The New York Times
© MediaCorp Press Ltd.
SHANGHAI — China plans to spend billions of dollars over the next few years to develop media and entertainment companies that it hopes can compete with global giants like the News Corp and Time Warner, and will in the process loosen some of its tight control of these industries.
An ambitious plan, set forth in guidelines last week by China’s State Council, envisions the creation of entertainment, news and culture companies with a market orientation and with less government backing. China, in short, would like to consolidate its industry into companies resembling Bloomberg, Time Warner and Viacom, analysts say.

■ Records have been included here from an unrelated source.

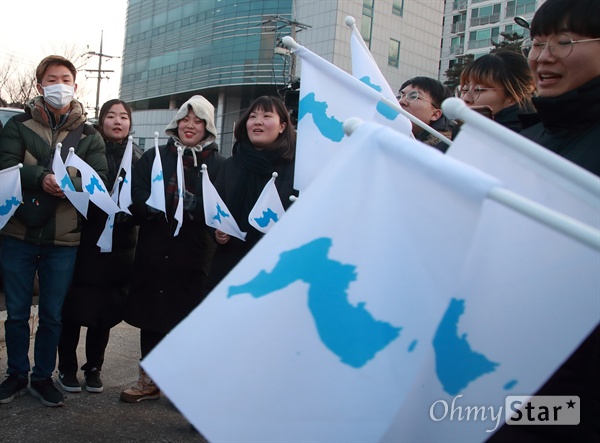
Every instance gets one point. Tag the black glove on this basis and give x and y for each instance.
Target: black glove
(189, 201)
(122, 217)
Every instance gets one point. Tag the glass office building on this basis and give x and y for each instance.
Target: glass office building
(230, 52)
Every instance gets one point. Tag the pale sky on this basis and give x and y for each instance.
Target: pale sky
(33, 29)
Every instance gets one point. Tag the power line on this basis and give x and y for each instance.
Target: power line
(99, 71)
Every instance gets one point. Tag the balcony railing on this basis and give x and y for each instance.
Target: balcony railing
(511, 11)
(483, 43)
(494, 18)
(458, 26)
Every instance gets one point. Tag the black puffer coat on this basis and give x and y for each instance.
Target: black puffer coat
(169, 272)
(101, 280)
(570, 125)
(239, 184)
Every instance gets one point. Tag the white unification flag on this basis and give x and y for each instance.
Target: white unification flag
(106, 236)
(180, 191)
(10, 193)
(157, 186)
(92, 183)
(520, 164)
(268, 209)
(216, 213)
(329, 334)
(123, 189)
(329, 96)
(364, 66)
(80, 200)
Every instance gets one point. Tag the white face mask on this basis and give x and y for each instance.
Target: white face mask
(59, 95)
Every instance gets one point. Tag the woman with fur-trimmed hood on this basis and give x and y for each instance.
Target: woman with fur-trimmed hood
(170, 271)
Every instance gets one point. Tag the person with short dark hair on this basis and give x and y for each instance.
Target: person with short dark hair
(564, 56)
(43, 234)
(170, 271)
(100, 282)
(422, 97)
(501, 80)
(265, 143)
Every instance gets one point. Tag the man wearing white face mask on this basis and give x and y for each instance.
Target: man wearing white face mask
(43, 234)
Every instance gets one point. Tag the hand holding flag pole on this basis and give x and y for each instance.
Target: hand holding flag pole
(294, 46)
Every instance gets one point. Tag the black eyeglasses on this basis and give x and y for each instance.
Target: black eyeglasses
(560, 46)
(473, 91)
(413, 96)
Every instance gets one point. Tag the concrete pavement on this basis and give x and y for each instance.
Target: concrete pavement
(96, 417)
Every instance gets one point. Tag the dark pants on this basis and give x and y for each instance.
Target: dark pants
(95, 345)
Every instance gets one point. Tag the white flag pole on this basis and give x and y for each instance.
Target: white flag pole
(549, 217)
(457, 109)
(294, 46)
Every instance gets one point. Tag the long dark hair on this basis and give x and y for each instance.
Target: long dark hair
(556, 16)
(286, 141)
(506, 70)
(104, 110)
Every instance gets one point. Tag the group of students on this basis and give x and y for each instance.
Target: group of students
(152, 279)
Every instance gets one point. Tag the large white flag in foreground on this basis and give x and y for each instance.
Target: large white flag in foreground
(364, 66)
(329, 333)
(92, 183)
(524, 166)
(329, 96)
(10, 193)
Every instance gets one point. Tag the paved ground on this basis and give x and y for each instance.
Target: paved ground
(97, 417)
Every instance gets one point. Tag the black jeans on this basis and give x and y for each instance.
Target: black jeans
(95, 345)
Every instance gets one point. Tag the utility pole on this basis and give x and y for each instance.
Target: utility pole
(99, 72)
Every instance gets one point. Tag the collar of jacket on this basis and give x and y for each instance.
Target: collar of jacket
(76, 116)
(574, 109)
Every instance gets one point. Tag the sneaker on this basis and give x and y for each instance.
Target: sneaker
(68, 382)
(46, 392)
(92, 381)
(144, 389)
(12, 386)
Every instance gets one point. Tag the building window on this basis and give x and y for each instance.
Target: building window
(394, 53)
(519, 7)
(366, 24)
(485, 15)
(483, 38)
(398, 7)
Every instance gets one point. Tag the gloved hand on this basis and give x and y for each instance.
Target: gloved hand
(189, 201)
(122, 217)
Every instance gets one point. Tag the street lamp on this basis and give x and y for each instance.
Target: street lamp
(521, 22)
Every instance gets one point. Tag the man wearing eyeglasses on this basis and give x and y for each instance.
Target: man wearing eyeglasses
(564, 57)
(422, 97)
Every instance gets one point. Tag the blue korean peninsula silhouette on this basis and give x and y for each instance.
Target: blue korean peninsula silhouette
(66, 183)
(9, 204)
(329, 127)
(94, 184)
(455, 363)
(266, 218)
(350, 332)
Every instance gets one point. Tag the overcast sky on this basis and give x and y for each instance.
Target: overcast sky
(33, 29)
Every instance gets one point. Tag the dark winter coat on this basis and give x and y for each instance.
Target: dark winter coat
(240, 183)
(101, 279)
(570, 125)
(169, 272)
(31, 139)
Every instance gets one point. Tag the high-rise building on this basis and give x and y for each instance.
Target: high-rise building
(230, 51)
(470, 26)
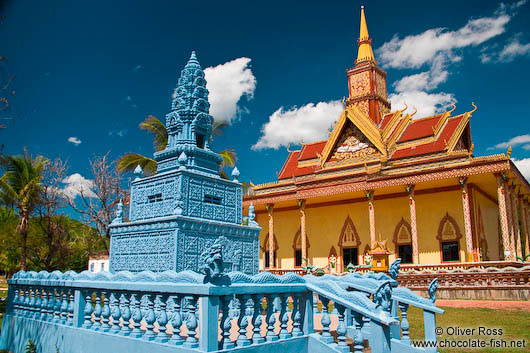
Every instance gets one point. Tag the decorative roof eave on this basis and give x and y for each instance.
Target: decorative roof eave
(473, 168)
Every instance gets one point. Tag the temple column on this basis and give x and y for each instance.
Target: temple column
(503, 217)
(270, 208)
(371, 215)
(517, 231)
(467, 219)
(413, 226)
(513, 219)
(303, 232)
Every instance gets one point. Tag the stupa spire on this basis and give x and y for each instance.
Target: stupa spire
(365, 52)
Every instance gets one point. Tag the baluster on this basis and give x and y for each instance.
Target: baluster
(136, 316)
(88, 310)
(105, 312)
(271, 319)
(326, 321)
(64, 307)
(51, 305)
(44, 305)
(161, 320)
(296, 316)
(33, 300)
(284, 316)
(341, 329)
(404, 323)
(191, 323)
(115, 312)
(125, 314)
(70, 310)
(176, 322)
(244, 313)
(257, 318)
(226, 324)
(358, 339)
(57, 308)
(97, 312)
(149, 318)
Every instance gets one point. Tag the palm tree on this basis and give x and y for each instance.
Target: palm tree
(21, 185)
(129, 161)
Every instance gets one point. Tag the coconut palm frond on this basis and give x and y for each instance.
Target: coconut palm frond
(128, 162)
(229, 158)
(153, 125)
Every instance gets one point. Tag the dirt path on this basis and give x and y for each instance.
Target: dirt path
(511, 305)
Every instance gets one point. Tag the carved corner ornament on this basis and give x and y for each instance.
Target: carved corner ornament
(432, 289)
(394, 268)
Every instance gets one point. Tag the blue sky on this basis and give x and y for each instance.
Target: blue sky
(88, 72)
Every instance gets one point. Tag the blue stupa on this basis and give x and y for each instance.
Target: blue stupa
(183, 211)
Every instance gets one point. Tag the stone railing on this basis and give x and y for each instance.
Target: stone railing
(187, 311)
(460, 265)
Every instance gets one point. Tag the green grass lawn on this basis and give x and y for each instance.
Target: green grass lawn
(515, 326)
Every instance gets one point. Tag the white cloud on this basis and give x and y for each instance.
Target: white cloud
(75, 140)
(308, 123)
(227, 84)
(514, 141)
(524, 166)
(437, 49)
(413, 51)
(427, 103)
(75, 184)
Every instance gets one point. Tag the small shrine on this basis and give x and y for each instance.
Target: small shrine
(185, 213)
(380, 256)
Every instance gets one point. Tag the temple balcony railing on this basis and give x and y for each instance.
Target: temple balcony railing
(172, 311)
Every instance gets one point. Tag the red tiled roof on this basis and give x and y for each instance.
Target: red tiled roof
(431, 147)
(385, 120)
(310, 150)
(289, 166)
(420, 128)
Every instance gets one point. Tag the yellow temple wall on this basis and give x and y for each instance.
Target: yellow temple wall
(324, 225)
(430, 209)
(487, 213)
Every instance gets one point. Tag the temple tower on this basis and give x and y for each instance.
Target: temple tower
(179, 215)
(367, 81)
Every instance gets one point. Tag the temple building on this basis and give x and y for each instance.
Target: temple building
(414, 181)
(180, 216)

Beijing hopes the moves will even improve the nation’s image overseas — part of a longstanding effort to use “soft power”, to win friends abroad.
Along the way, Beijing will allow private and foreign companies to invest in everything from music, film and television to theatre, dance and opera productions — though largely through state-owned companies.
Western media giants have for years been frustrated by their inability to win approval to produce films and television programmes aimed at Chinese consumers; often, they have operated with Chinese joint venture partners and run into delays or political barriers. Several American companies said they were studying the new Chinese rules and declined to comment further on them.
However, one exception is likely to be news programming, which falls under the control of the Communist Party. China has also been upgrading its state-run news media, with an eye on foreign language publications, wire services and television programmes to reach readers and viewers overseas.
Among the first companies to benefit from the new government policy will be Shanghai Media Group (SMG) one of the country’s biggest state-run news and media conglomerates. In August, the government gave the company approval to reorganise its operations and to issue stock to the public.
SMG had close to US$1 billion ($1.4 billion) in revenue and US$100 million in profit last year. It also has partnerships with companies like the News Corp, Viacom and CNBC. To help the company bulk up, the China Development Bank recently agreed to provide US$1.5 billion in financing over the next five years.
The bank will become a partner with SMG on a separate US$735 million private equity fund. That fund, China Media Capital, will invest in media and entertainment properties.
Mr Michael Tung, the chief investment officer of China Media Capital, says the government is encouraging consolidation in the media and entertainment industry and that the fund will help develop bigger media groups.
“China’s market is very fragmented,” Mr Tung said. “China should have four or five huge media groups. There’s nothing now like News Corp or Time Warner. But we’ll also be looking for overseas opportunities.”
Foreign media companies looking for greater access to China’s vast market may be disappointed, analysts say of the new guidelines.
“This is not an invitation for stakes by international media companies,” says Mr Vivek Couto, director of Media Partners Asia, a Hong Kong-based research firm. “But this may be an invitation for private equity and foreign capital to do more.”